É então que os olhos se tornam pensativos
e se prendem em pequenos objectos,
num copo de vinho,
num rosto desconhecido.

Às vezes sorrir
é disfarçar a lágrima. 

segunda-feira, 16 de abril de 2012

Não é um maninho

O que será para uma criança a chegada de um irmão? Obviamente dependerá da sua idade, mas associada à expectativa, à ansiedade, à alegria de vir a ter um companheiro de brincadeiras, haverá algum sentimento de perda, alguma consciência de que o seu mundo vai mudar.

Durante meses é-lhe anunciada a chegada do maninho, esse mesmo que, sem pudor, vai transformando o liso ventre da mãe num imenso balão.

E chega o dia em que, finalmente, vai poder ver o prometido companheiro de brincadeiras. No entanto, muitas vezes, não passa de uma desilusão. Não é um maninho, é um bebé. Só mama, só berra, só chora e ninguém deixa pô-lo a andar de triciclo.

sábado, 14 de abril de 2012

Poemas - Saber ser

Saber ser

Saber ser.
Como a flor
que o sol entontece.
Como o rio
que nunca esmorece.
Como a ave
que quando voa
cresce.

Como a flor
o rio
a ave
não inventar desejos
não despir a inocência
não eternizar o passado
nem temer o futuro.

Saber ser,
em cada momento
e fazer do amor o meu alento.

quarta-feira, 11 de abril de 2012

Ainda Auschwitz

Estou a ler a “A última testemunha de Auschwitz”, de Denis Avey, e à medida que o relato se aproxima dos campos de concentração, dou por mim a ver o que senti, espelhado nas palavras do autor.

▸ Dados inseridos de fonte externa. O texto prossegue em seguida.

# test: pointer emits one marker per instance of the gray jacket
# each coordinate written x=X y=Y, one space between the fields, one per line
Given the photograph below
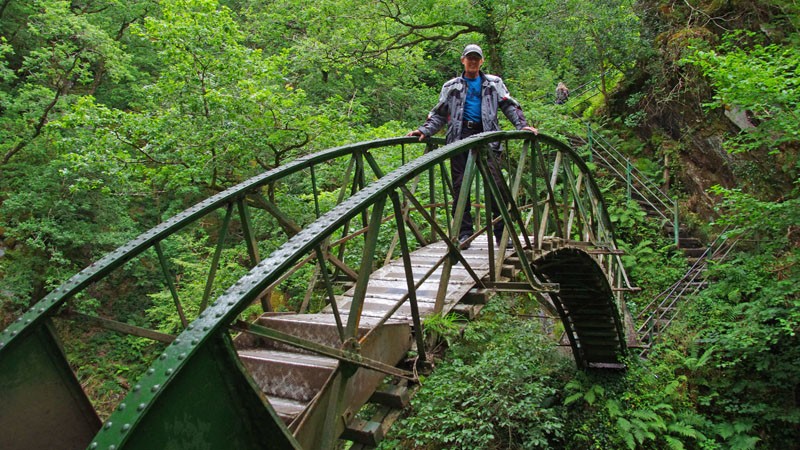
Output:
x=450 y=109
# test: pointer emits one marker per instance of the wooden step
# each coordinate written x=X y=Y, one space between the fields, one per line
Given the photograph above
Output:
x=287 y=409
x=288 y=375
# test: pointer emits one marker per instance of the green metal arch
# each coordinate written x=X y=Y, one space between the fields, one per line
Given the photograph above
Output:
x=205 y=340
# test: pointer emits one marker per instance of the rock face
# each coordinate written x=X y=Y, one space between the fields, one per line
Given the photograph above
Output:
x=668 y=96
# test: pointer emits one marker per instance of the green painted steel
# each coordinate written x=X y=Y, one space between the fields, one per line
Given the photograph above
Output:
x=56 y=407
x=196 y=394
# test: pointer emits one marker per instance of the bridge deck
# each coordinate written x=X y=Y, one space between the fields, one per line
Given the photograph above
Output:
x=296 y=386
x=388 y=284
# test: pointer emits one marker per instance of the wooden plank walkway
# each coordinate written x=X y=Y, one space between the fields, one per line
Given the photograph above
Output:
x=388 y=284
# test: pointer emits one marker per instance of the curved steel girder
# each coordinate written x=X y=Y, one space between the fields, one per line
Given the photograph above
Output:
x=215 y=321
x=133 y=248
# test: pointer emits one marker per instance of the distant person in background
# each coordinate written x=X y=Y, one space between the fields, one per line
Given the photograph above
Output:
x=562 y=93
x=468 y=105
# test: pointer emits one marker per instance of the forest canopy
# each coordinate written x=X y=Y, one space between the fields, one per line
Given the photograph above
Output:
x=116 y=115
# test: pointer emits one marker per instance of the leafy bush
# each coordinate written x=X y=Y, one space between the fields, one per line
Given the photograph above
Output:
x=498 y=389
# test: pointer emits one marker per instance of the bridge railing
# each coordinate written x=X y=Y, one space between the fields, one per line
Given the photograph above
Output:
x=550 y=197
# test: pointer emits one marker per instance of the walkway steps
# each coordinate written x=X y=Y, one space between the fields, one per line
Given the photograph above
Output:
x=302 y=386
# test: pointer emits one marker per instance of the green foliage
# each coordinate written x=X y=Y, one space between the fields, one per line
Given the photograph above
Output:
x=497 y=389
x=761 y=80
x=447 y=328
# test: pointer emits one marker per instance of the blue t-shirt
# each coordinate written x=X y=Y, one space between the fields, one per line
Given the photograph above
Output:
x=472 y=107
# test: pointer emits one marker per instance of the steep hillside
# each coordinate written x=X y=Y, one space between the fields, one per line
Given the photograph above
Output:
x=668 y=99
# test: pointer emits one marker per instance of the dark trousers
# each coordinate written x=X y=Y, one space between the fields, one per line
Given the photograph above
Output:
x=458 y=164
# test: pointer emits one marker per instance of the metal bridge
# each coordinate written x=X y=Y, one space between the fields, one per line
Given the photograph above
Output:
x=385 y=256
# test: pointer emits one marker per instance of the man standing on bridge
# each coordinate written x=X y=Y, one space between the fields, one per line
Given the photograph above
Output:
x=469 y=104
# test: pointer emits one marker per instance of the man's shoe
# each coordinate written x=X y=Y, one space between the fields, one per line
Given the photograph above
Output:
x=509 y=242
x=463 y=241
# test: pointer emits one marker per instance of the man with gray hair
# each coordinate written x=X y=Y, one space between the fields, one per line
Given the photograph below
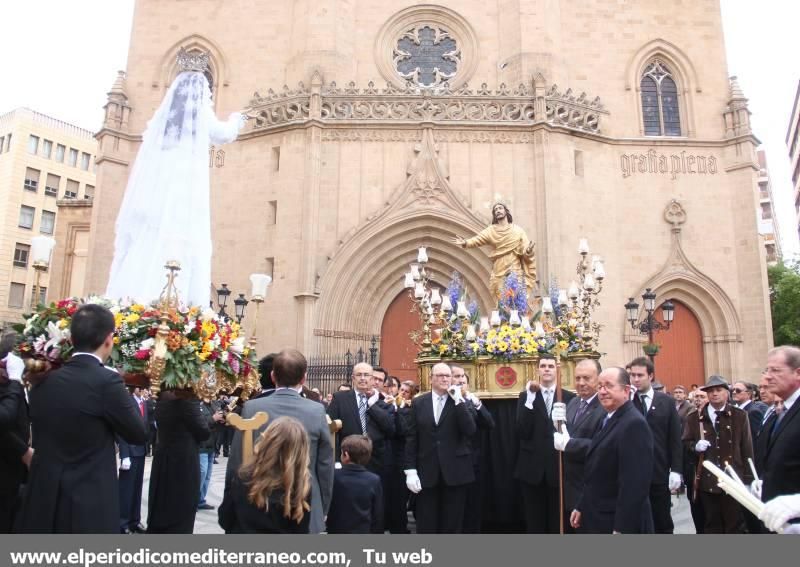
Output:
x=438 y=459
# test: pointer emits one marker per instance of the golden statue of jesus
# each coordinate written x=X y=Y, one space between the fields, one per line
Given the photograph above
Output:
x=513 y=251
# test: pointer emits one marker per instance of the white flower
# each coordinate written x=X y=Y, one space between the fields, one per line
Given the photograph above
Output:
x=237 y=345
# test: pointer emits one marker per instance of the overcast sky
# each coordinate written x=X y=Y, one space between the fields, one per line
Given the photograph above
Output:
x=64 y=58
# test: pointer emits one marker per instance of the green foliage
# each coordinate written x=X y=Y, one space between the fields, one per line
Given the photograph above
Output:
x=784 y=296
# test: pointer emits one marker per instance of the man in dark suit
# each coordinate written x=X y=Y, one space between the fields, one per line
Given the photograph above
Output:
x=288 y=374
x=131 y=475
x=619 y=464
x=662 y=417
x=537 y=460
x=584 y=414
x=357 y=502
x=76 y=411
x=778 y=446
x=363 y=412
x=744 y=396
x=473 y=508
x=438 y=459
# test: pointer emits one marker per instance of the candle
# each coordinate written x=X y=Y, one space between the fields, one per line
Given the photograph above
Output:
x=259 y=284
x=41 y=247
x=599 y=271
x=470 y=332
x=573 y=290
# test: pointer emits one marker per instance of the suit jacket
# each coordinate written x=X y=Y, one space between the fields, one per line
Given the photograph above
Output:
x=778 y=454
x=357 y=504
x=537 y=461
x=311 y=414
x=76 y=412
x=667 y=430
x=755 y=413
x=581 y=433
x=619 y=464
x=380 y=424
x=443 y=449
x=127 y=450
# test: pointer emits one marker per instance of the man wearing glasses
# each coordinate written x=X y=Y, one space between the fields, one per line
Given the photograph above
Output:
x=438 y=458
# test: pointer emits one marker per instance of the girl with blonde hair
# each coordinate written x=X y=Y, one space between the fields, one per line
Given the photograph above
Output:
x=270 y=494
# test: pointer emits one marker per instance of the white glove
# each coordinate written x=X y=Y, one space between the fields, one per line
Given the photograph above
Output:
x=455 y=393
x=559 y=412
x=412 y=481
x=560 y=440
x=376 y=395
x=755 y=488
x=702 y=445
x=780 y=510
x=675 y=481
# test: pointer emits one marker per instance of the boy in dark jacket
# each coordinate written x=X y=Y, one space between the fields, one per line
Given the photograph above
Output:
x=357 y=502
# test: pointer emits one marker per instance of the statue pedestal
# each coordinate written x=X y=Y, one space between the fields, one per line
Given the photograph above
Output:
x=492 y=378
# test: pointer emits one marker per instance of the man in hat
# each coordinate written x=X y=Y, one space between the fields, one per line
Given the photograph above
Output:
x=719 y=433
x=513 y=251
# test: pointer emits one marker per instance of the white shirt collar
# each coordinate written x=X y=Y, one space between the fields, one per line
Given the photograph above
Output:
x=788 y=403
x=74 y=354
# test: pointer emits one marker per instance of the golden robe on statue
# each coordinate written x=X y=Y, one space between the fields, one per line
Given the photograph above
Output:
x=510 y=254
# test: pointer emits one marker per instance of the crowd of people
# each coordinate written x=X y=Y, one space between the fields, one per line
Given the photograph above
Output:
x=73 y=447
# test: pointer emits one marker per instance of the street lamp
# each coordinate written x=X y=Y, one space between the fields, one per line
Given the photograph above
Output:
x=649 y=326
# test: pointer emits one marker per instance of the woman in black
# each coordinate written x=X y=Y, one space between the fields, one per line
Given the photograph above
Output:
x=15 y=452
x=175 y=473
x=270 y=494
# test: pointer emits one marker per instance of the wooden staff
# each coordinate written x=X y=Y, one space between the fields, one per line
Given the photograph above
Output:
x=560 y=454
x=247 y=426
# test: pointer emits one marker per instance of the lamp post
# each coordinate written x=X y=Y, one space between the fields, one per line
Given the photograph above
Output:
x=41 y=248
x=649 y=326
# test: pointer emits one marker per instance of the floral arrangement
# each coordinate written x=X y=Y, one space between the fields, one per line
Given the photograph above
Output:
x=198 y=341
x=557 y=334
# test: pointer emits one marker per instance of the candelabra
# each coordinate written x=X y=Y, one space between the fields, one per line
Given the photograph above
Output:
x=434 y=309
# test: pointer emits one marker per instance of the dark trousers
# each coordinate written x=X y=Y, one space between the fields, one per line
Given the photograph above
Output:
x=723 y=514
x=541 y=508
x=661 y=505
x=440 y=509
x=130 y=494
x=395 y=501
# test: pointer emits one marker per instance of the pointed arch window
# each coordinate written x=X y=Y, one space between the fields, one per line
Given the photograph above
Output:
x=660 y=108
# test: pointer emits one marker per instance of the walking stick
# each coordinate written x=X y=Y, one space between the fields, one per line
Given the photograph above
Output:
x=560 y=454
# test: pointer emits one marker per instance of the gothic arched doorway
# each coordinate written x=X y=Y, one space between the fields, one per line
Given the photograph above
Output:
x=680 y=359
x=398 y=351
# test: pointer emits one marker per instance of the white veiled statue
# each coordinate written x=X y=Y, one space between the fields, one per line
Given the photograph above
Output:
x=165 y=213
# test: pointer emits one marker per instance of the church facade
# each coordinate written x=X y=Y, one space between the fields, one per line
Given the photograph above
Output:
x=379 y=127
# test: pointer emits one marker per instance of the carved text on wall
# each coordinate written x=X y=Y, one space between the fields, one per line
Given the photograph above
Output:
x=672 y=164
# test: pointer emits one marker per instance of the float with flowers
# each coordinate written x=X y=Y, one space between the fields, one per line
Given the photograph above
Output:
x=500 y=351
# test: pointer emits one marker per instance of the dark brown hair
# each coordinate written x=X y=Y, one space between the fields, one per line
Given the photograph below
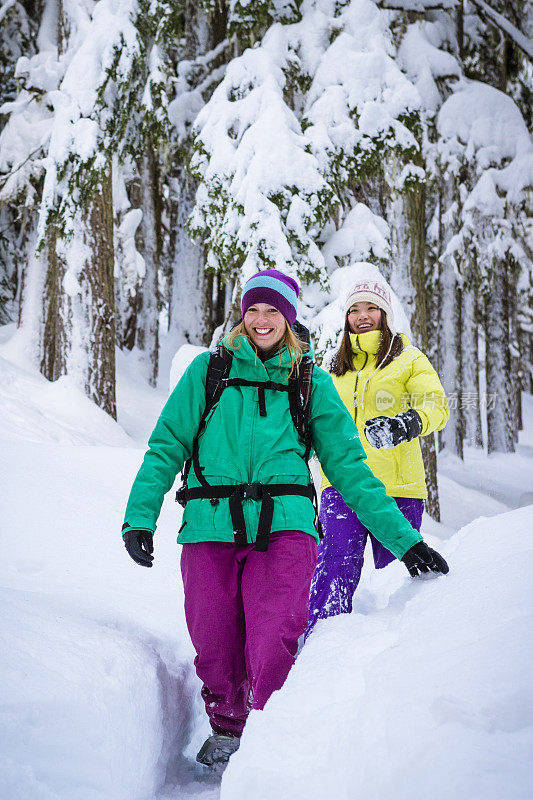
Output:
x=342 y=361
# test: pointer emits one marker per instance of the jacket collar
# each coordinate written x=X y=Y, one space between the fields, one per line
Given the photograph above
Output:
x=369 y=342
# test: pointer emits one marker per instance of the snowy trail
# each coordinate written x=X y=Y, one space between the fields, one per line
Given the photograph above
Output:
x=427 y=684
x=427 y=696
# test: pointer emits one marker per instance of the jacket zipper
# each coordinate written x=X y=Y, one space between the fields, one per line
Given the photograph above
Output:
x=357 y=376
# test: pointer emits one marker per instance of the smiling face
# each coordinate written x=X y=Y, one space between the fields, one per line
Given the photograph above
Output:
x=363 y=317
x=265 y=326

Eu não estive lá, estive sim no museu/memorial e nos destroços de Bikernau, por isso fico admirada como mesmo assim, a bestialidade que o memorial emana ainda é tão forte. A ponto de as imagens, as palavras, que na altura emergiram misturadas com lágrimas que não reprimi, serem as mesmas de quem sobreviveu àquela miséria humana.



E assim, tomei novamente consciência da importância do memorial.

terça-feira, 10 de abril de 2012

RECORDAÇÕES



As recordações, ninguém mas pode tirar. Mas certamente que as vou distorcendo com os anos e o que guardo no coração poderá não ser o que realmente aconteceu.

Às vezes vêm mais doces, limadas pelas agruras dos anos que se lhes seguiram, e libertam um sorriso ou uma lágrima. Outras vezes ficam pesadas e quase me afundam no mar do desalento.

Mas pertencem-me e posso ir buscá-las quando quiser.

De qualquer forma, como têm o valor que eu lhes quiser dar, estou a pensar usá-las de forma mais benéfica. Usá-las para não perder a criança cá dentro, os sonhos, as gargalhadas espontâneas. As mais duras, tirar delas as lições necessárias, dar sentido ao sofrimento, e nada mais.

domingo, 8 de abril de 2012

Poemas com rima – A vida que eu aqui trago

A vida que eu aqui trago
escondida no meu regaço
é para os outros fruto amargo
de um não muito longo abraço.

Mas tão logo me enredou
num elo sem retorno
e de quem não me amou
só espera o abandono.

De mim terá para sempre
o amor que conquistou
desde que habita o meu ventre.

quinta-feira, 5 de abril de 2012

SOBREVIVÊNCIA

O ser humano habitua-se a tudo. Sobrevivemos às piores condições e raramente desistimos.

É para mim, todavia, uma surpresa ver como situações que anteriormente consideraríamos como degradantes, passam a ser interiorizadas como normais. E às vezes até  conseguimos achar  que são uma mais-valia.

É bom que assim seja, já que nos permite ultrapassar as mais cruciais dificuldades.

Mas, para quem está de fora, não deixa de ser estranho.